But you are looking in the correct part of the world! The economy in question is South Korea, which has enjoyed an astonishing rebound since it reached a recessionary bottom last winter. The economy wasn’t much affected by the US-led subprime mortgage crisis, which infected many foreign banks, but rather the Asian Tiger was pole-axed by a collapse in world trade in the first three months of this year.
The South Korean won declined by 40% against the US dollar during the 12-month-strecth that ended in February. It has since recovered about half that drop, so it remains undervalued.
The overall outlook on the stock market is even highly upbeat. From its low point in December 2008, the Korea Composite Stock Price Index (KOSPI) is up 65%. Exports have recovered, particularly on the back of surging demand from China – a trading partner that is growing a bit more slowly than Korea, but that has considerably more muscle with 27 times the population.
Korea’s current account balance once again shows a healthy surplus. Fitch Ratings Inc, which had placed Korea on ‘credit watch’ for a possible downgrade from it’s a+ rating, recently announced that the downgrade would be unnecessary and said that Korea could expect to run a budget surplus in 2011.
Its elected pro-business government, led by President Lee Myung-bak in the beginning of 2008 is doing pretty well with the global financial crisis.
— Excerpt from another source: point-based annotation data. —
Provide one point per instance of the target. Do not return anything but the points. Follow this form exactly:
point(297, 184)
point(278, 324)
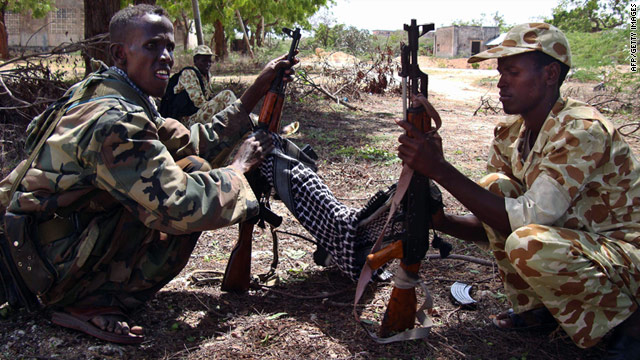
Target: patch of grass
point(589, 50)
point(489, 81)
point(367, 152)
Since its trade agreement with the United States is on indefinite ‘hold’ in the Congress of US House Speaker Nancy Pelosi, Korea recently signed a similar pact with the European Union, which may boost exports somewhat.
In any case, Korean government spending as a percentage of GDP is one of the lowest of the world’s most affluent developed economies. That means it will be much less of a burden than on the Korean economy that will similar outlays in the higher spending Japan, United States and European Union.
One admittedly annoying reality is that most large Korean companies abolished their dividends during the credit crunch and have yet to restore the payouts. The market, however, is still below its mid-2008 level, when the overall P/E ratio was only 11.